Over a period of nine years, Dr. Howard will make nine payments of approximately $13,000 into a life insurance plan. When she dies, the $500,000 policy benefit goes to Oley. This amounts to roughly 4 dollars going to Oley for each dollar she puts in. Dr. Howard had to pass a physical to qualify for the policy.
While bequests of this size go a long way towards helping Oley reach its endowment goal, gifts on a much more modest scale are welcome and needed.
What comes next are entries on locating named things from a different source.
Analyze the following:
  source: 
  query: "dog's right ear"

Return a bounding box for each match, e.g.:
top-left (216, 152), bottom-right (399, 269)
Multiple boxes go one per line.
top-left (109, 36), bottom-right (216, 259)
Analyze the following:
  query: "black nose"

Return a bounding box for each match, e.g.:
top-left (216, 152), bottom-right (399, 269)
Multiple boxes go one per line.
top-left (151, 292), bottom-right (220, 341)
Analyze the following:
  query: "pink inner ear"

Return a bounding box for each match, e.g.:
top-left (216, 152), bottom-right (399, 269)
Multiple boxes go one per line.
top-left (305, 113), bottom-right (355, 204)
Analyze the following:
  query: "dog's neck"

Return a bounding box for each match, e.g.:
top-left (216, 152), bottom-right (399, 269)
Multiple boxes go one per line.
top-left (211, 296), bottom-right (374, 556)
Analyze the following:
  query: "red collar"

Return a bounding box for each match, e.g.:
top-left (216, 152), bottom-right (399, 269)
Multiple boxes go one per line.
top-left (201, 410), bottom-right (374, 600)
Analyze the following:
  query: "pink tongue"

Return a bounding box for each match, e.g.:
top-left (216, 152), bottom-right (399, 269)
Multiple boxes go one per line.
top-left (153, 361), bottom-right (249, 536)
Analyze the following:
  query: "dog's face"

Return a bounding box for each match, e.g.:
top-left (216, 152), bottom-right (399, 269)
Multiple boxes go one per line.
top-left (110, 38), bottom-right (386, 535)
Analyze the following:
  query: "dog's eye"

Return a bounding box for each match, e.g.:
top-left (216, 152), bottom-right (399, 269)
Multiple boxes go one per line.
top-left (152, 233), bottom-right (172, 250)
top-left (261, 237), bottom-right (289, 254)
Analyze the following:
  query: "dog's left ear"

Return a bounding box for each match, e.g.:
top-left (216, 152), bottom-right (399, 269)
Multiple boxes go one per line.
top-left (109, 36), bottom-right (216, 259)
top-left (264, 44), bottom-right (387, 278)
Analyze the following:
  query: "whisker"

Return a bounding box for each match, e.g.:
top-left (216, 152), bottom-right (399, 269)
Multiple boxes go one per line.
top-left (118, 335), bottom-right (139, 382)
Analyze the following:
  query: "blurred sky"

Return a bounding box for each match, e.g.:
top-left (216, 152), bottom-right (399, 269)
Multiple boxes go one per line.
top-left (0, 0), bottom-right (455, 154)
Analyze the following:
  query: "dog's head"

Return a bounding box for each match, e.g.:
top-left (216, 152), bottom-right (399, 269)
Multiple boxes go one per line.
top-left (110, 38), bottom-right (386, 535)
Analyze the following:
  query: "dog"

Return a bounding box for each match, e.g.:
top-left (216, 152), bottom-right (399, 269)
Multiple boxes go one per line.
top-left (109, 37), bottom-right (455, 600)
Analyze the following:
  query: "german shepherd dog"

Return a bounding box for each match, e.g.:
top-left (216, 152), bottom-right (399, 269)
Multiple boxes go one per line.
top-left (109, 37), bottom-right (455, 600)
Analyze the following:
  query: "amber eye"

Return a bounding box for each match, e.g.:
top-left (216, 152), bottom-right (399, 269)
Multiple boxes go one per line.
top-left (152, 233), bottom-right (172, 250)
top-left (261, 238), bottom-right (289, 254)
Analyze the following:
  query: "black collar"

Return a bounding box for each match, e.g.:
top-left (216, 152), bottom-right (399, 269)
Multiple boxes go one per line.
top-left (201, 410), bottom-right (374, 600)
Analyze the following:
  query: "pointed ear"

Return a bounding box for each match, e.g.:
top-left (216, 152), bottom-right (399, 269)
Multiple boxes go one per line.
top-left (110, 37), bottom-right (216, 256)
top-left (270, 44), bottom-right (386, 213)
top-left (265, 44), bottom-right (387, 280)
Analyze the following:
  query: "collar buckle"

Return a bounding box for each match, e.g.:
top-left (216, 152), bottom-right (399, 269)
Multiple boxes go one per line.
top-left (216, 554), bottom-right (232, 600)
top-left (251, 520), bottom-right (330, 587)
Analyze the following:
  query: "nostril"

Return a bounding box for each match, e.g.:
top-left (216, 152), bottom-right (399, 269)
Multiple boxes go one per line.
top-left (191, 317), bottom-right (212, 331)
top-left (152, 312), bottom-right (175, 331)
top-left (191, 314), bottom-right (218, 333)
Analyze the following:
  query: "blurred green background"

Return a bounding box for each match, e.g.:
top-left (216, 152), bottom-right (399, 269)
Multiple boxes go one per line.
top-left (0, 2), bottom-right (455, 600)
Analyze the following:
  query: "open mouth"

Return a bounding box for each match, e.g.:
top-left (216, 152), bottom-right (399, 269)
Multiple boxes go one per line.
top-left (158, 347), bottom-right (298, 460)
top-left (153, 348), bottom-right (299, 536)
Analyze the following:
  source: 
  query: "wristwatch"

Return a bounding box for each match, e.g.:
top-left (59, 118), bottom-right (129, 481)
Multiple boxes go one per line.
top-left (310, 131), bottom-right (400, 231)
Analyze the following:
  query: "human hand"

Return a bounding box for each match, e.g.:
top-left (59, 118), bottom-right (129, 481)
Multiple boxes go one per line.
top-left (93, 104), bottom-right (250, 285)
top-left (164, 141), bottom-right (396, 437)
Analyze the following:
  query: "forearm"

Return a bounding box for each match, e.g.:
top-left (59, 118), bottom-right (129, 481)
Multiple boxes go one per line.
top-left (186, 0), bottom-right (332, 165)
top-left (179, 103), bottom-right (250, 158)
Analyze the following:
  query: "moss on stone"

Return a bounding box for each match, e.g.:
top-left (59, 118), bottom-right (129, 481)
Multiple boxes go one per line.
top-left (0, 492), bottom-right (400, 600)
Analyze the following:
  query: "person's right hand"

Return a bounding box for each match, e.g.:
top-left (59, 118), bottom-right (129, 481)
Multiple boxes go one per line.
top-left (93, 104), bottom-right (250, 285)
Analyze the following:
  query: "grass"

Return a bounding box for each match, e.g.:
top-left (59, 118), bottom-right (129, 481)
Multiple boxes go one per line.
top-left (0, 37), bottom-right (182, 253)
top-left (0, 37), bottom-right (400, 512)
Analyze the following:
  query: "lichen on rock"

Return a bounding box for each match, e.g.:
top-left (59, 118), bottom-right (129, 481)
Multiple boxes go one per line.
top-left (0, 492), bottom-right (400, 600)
What Are the Tax Benefits?
Each payment can be “written off” Dr. Howard’s income taxes for that year, because Oley is a charitable organization. (Technically speaking, the policy is set up such that the Oley Foundation will be invoiced for the payments and Dr. Howard will reimburse Oley. Dr. Howard was advised to set it up this way, so it is clear that the payments directly benefit a charitable organization and thus are income tax deductible.)
In addition, by giving the money to Oley while she is living, Dr. Howard has reduced the amount of her taxable estate -- avoiding death/estate taxes which can run as steep as 55 percent.
What Are the Other Benefits?
This type of bequest allows Dr. Howard, who is 62 but in good shape, to make a sizable gift to Oley that she could not otherwise afford. It helps her meet her goal to contribute significantly to Oley’s long-term stability.
Why Not Give the Money Directly to Oley for It to Invest?
One unquestionable benefit of putting the money into life insurance, rather than giving it directly to Oley, is to relieve Oley of the burden and responsibility of investing the money.
Otherwise it’s a calculated risk. The life insurance policy payments and benefits are based on statistics that estimate Dr. Howard will live another 25 years or so. (The insurance company is willing to pay $500,000 when Dr. Howard dies, because they know an average woman’s life expectancy is 87 years. This is enough time for the insurance company to make $500,000 and more from her $115,000 down payment over the next 9 years.)
The obvious drawback to this approach, is that Oley receives no money until Dr. Howard dies.
What if She Dies Early, or Doesn’t Make the Payments?
If Dr. Howard dies before making all nine annual payments, but has kept up to date with the payment schedule, the full $500,000 will go to Oley upon her death.
If the insurance company does not receive the payments while Dr. Howard is still alive (say Dr. Howard becomes financially devastated or incapacitated), the Oley Foundation will receive only a small settlement upon her death. Having the Foundation invoiced for the payments helps avoid this from happening. If Dr. Howard doesn’t make a payment, Oley would have the option of making the payment for her in order to keep the policy viable.
Why Did She Make the Gift Now?
At age 62, Dr. Howard has led the Division of Clinical Nutrition at Albany Medical Center for 27 years and has been on the Oley board since its inception in 1983. She is looking forward to retiring soon. She chose to make her gift now so she can continue to stand behind Oley financially, but operationally speaking, she can back off. Dr. Howard is proud of what the Foundation has accomplished. The Oley Foundation has been through many financial ups and down, but through it all has remained a tenacious, vivid and caring organization. As she put it, “Oley has won its stripes. It is a survivor, just as much as its members are survivors. Kicking off an endowment campaign is a perfect way to help Oley be here for homePEN consumers for years to come.”